UWV: WW-uitkeringen in oktober licht gestegen
Het aantal WW-uitkeringen is in oktober 2023 licht gestegen. Eind deze maand verstrekte UWV 155,8 duizend WW-uitkeringen. Dit is een stijging van 0,4 procent ten opzichte van eind september (155,1 duizend). In oktober werden er 17,6 duizend uitkeringen beëindigd, terwijl er 18,3 duizend nieuwe uitkeringen bij kwamen.
In vergelijking met september namen de WW-uitkeringen met name toe in de sectoren horeca en catering (+5,0 procent) en landbouw, groenvoorziening, visserij (+4,9 procent). Dalers zijn er ook: bij onderwijs (-4,1 procent), bank- en verzekeringswezen (-2,7 procent) en cultuur (-1,5 procent).
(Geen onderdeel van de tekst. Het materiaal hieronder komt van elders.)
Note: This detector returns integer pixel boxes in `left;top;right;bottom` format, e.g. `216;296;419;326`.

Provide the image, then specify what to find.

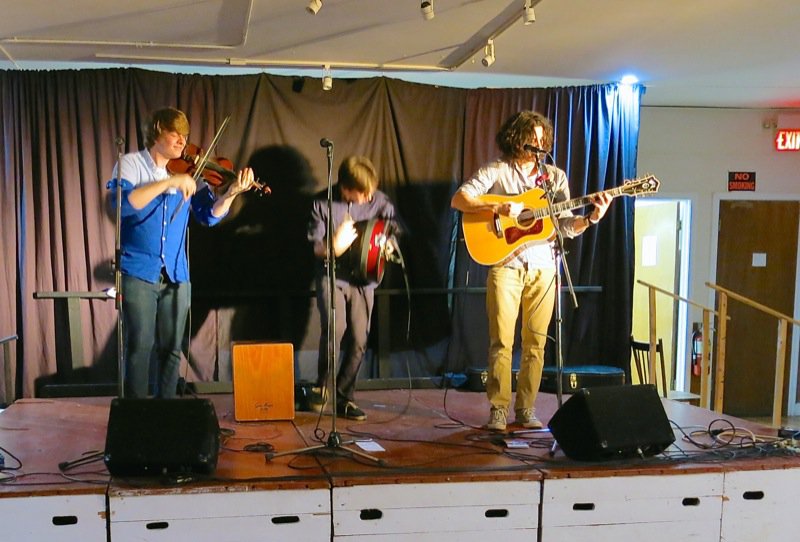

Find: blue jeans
121;273;190;398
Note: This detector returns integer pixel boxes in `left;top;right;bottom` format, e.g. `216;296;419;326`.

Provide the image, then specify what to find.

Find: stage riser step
333;481;540;537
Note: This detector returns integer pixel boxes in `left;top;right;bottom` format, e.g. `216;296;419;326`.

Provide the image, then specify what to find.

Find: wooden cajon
232;342;294;421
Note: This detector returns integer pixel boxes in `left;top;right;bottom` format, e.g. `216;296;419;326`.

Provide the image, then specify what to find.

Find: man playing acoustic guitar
451;110;611;431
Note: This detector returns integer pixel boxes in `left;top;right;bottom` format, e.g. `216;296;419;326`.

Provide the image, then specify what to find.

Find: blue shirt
106;149;223;284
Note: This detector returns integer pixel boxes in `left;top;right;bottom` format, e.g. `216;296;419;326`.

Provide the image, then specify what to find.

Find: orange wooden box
232;342;295;421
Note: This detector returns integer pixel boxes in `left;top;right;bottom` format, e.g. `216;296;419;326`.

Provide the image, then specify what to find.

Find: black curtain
0;68;642;398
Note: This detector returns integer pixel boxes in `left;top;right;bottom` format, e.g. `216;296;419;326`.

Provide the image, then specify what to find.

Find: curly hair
143;108;190;149
495;110;553;161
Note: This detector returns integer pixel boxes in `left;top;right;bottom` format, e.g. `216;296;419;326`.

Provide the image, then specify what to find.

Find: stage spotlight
620;74;639;85
307;0;322;15
322;65;333;91
420;1;434;20
481;39;495;67
523;0;535;25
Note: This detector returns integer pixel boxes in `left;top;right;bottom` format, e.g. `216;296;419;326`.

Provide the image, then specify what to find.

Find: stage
1;387;798;541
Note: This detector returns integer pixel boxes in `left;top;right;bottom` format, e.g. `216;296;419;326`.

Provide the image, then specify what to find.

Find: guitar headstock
621;175;660;197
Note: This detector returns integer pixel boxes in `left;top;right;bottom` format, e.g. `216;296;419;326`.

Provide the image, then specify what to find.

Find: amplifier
104;398;220;477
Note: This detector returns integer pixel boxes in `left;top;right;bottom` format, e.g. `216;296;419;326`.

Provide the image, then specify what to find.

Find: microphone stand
268;140;380;464
113;136;126;398
537;157;579;456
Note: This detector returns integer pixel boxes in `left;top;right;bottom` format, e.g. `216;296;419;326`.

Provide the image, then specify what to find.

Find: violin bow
170;115;231;223
192;115;231;182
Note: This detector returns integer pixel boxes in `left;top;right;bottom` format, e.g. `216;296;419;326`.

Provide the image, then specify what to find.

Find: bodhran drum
342;218;394;284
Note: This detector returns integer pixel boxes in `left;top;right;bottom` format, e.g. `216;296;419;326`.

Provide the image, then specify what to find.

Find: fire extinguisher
691;324;703;377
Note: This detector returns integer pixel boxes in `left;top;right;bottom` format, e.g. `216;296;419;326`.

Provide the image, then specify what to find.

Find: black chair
630;336;700;403
630;336;668;397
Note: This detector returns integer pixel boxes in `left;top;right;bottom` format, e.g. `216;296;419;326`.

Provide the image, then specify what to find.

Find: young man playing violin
107;107;255;398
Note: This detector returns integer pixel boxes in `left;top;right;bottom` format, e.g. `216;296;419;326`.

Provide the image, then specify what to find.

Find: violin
167;143;270;196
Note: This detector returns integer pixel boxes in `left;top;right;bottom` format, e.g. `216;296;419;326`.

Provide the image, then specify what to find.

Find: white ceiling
2;0;799;109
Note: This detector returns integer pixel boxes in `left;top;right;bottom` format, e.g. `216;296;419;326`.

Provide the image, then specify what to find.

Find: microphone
320;138;334;148
114;136;125;147
524;143;546;153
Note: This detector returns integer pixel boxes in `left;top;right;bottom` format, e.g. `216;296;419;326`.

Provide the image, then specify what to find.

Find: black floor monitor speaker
548;384;675;461
104;398;220;477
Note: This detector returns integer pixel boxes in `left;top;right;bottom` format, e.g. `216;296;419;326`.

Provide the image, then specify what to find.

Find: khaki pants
485;266;556;412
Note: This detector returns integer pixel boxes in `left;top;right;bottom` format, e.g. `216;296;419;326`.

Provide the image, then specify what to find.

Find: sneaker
337;400;367;421
515;408;543;429
308;387;327;413
486;407;507;431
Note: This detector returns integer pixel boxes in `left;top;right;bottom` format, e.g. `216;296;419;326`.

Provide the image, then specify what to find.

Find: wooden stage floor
1;387;800;541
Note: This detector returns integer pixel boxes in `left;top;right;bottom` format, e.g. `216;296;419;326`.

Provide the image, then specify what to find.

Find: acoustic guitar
461;175;660;265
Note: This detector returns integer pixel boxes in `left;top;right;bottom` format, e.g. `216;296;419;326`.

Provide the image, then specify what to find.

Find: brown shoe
307;387;327;413
515;408;543;429
486;407;507;431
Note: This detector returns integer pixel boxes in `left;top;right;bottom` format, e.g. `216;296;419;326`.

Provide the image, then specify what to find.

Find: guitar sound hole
516;209;536;227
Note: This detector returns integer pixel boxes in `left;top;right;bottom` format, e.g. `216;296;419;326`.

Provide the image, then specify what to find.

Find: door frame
633;197;692;391
709;192;800;416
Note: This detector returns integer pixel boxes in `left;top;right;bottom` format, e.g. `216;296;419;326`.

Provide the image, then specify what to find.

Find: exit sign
728;171;756;191
775;129;800;151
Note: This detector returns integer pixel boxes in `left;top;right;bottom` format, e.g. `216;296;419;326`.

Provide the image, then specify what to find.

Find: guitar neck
535;186;628;219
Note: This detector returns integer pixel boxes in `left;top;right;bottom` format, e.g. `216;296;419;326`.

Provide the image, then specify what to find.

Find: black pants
315;277;374;402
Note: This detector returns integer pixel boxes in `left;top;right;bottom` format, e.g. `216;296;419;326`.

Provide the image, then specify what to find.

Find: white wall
638;107;800;411
638;106;800;311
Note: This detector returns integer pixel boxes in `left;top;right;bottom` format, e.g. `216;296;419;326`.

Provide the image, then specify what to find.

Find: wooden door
716;200;799;417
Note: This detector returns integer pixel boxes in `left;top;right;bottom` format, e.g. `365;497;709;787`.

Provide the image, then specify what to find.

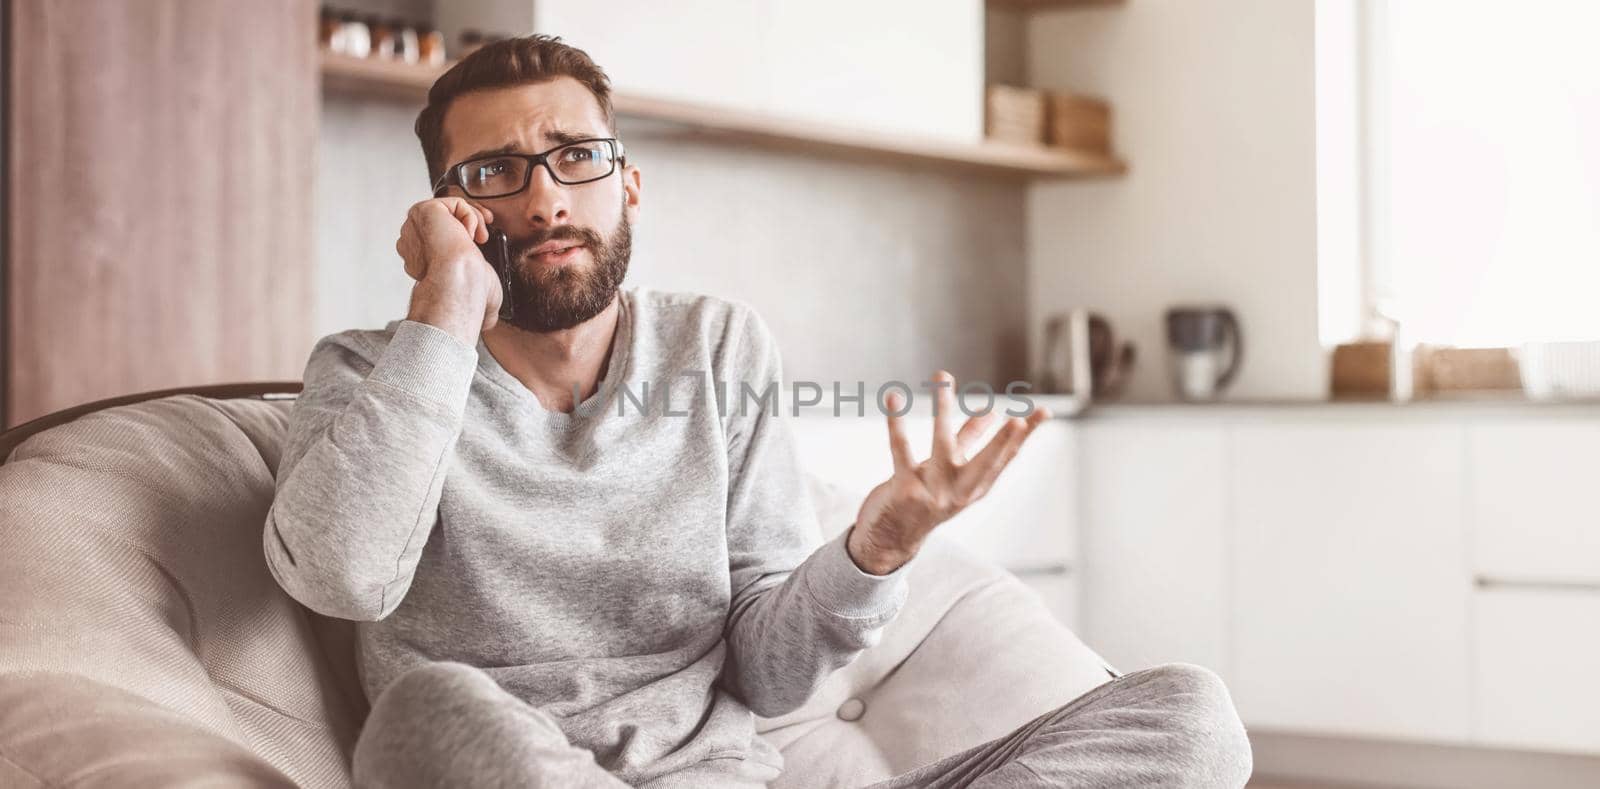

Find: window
1318;0;1600;348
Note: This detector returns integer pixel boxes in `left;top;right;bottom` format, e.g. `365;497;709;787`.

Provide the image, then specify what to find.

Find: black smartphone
477;226;516;321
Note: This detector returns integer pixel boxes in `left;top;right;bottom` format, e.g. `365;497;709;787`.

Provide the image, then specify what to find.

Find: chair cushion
0;395;362;789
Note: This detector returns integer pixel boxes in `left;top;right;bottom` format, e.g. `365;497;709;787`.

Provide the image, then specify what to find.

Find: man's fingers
884;389;916;472
471;203;494;242
957;408;1048;501
954;408;1001;458
930;370;957;464
469;202;494;242
398;219;424;280
959;420;1028;501
446;199;488;244
431;197;492;244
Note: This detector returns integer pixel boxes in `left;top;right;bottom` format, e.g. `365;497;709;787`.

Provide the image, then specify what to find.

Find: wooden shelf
320;50;443;101
319;51;1126;180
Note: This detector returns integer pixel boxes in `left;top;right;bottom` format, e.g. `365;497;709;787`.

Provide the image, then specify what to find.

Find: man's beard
501;209;632;333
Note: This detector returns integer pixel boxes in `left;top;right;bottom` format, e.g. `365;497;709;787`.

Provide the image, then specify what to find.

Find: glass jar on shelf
338;12;370;58
392;19;420;64
368;16;395;59
418;27;446;66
Werkloosheid vrijwel op zelfde niveau als een jaar geleden
Het aantal werklozen lag in oktober met 361 duizend ongeveer even hoog als dezelfde maand een jaar eerder (365 duizend). Eind vorig jaar en begin dit jaar daalde de werkloosheid nog en steeg vervolgens weer licht. Het aantal werkenden nam daarentegen steeds verder toe en steeg tussen oktober 2022 en oktober 2023 met 154 duizend. De nettoarbeidsparticipatie nam daarmee toe van 72,1 naar 73,1 procent.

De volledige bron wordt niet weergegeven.